Additionally, assessing the value of alternative immediate reinforcers when compared with delayed weight loss may depict weight maintenance challenges. Individuals with overweight/obese statuses interested in weight loss may subjectively value its immediate reward counterparts more (e.g. palatable foods or sedentary behaviours) than the long term outcome of weight loss. This may be more difficult for those who are strongly reinforced by initial weight loss only to find a reduction in the reinforcing value of weight loss over time. If weight loss is discounted greater than other reinforcers, then weight maintenance is even more challenging.
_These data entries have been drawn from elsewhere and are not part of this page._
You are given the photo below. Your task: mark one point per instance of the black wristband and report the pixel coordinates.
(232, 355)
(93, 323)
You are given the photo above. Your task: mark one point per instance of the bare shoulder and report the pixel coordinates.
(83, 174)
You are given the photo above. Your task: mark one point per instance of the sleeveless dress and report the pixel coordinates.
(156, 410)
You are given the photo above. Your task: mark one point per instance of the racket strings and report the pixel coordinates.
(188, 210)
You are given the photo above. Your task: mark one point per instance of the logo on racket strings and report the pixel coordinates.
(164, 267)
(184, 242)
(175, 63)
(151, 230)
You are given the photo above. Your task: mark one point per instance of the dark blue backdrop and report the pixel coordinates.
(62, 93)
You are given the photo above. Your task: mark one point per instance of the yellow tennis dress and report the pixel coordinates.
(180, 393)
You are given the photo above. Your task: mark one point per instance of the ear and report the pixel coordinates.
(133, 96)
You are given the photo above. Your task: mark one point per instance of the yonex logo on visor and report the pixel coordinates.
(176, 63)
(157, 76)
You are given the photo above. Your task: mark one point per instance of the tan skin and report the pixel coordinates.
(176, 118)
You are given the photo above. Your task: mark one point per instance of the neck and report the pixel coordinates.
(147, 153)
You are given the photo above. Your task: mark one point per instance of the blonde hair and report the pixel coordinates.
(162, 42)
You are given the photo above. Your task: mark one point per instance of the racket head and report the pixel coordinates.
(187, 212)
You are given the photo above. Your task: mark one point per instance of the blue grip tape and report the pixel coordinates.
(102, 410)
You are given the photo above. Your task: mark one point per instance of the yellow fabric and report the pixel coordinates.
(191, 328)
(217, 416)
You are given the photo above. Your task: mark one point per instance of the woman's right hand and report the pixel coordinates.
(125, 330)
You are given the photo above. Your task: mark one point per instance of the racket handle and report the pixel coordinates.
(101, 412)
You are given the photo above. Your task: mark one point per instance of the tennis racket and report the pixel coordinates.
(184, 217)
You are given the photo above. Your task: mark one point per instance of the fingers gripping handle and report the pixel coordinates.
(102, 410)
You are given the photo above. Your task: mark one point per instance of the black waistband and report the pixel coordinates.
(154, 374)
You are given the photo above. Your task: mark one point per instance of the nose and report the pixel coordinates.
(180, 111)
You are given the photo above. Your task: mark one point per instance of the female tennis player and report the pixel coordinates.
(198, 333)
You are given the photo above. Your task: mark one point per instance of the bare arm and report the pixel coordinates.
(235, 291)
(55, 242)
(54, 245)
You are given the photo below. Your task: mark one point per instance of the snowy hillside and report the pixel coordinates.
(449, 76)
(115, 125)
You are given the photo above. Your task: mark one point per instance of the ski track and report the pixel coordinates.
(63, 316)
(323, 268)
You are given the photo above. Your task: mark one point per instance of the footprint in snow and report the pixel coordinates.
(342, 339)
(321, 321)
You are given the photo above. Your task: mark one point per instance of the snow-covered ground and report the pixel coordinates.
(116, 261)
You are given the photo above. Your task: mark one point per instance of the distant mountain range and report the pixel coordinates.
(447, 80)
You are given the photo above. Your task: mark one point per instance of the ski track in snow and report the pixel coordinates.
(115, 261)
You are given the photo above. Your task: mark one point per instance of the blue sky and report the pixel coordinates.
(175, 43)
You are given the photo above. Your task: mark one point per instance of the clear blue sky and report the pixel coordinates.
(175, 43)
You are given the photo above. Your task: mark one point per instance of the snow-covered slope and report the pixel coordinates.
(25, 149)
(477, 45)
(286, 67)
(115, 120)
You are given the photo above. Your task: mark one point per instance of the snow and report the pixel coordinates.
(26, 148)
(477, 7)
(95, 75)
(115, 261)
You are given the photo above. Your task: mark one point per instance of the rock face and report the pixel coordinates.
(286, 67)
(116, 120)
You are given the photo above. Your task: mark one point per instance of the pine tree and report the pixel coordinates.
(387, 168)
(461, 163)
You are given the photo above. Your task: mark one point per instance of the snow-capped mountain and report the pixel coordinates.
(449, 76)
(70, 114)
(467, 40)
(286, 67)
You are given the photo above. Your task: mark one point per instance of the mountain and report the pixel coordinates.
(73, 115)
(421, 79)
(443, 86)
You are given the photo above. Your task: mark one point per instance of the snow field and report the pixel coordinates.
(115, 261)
In summary, individuals with overweight/obesity who report a desire to lose weight tend to discount weight loss more steeply than money and the degree of discounting weight loss depends on the utility of weight loss. The implications drawn from our findings are that challenges in weight loss are ubiquitous because of greater discounting of weight loss than money, and idiosyncratic preferences may impede focus on the long‐term importance of weight loss, which also has implications for weight maintenance. Furthermore, examining discounting of weight loss rewards may also prove to be predictive of weight loss success. Our findings can contribute to further determine the best behavioural approaches for weight control.
We disclose that Dr Epstein is a consultant and has equity in Kurbo, which may be a potential competing interest. No other author has any competing interests.
Funded in part by grant RO1 HD080292 from the National Institute of Child Health and Human Development to Dr Epstein.
Y.Y.S. contributed to the study design, Y.Y.S. and E.M.S. to the data collection and Y.Y.S., E.M.S. and L.H.E. to the data analysis and results interpretation. All authors provided critical revisions to the paper and approved the final manuscript.
We sincerely appreciate Tinuke Oluyomi Daniel and Colleen K. Kilanowski for feedback on study design and Troy Tine Kong and Alyssa Melber for assisting in material preparation. This project was funded in part by Grant RO1 HD080292 from the National Institute of Child Health and Human Development to L.H.E.
Sze Y. Y., Slaven E. M., Bickel W. K., and Epstein L. H. (2017) Delay discounting and utility for money or weight loss. Obesity Science & Practice, 3: 69–74. doi: 10.1002/osp4.72.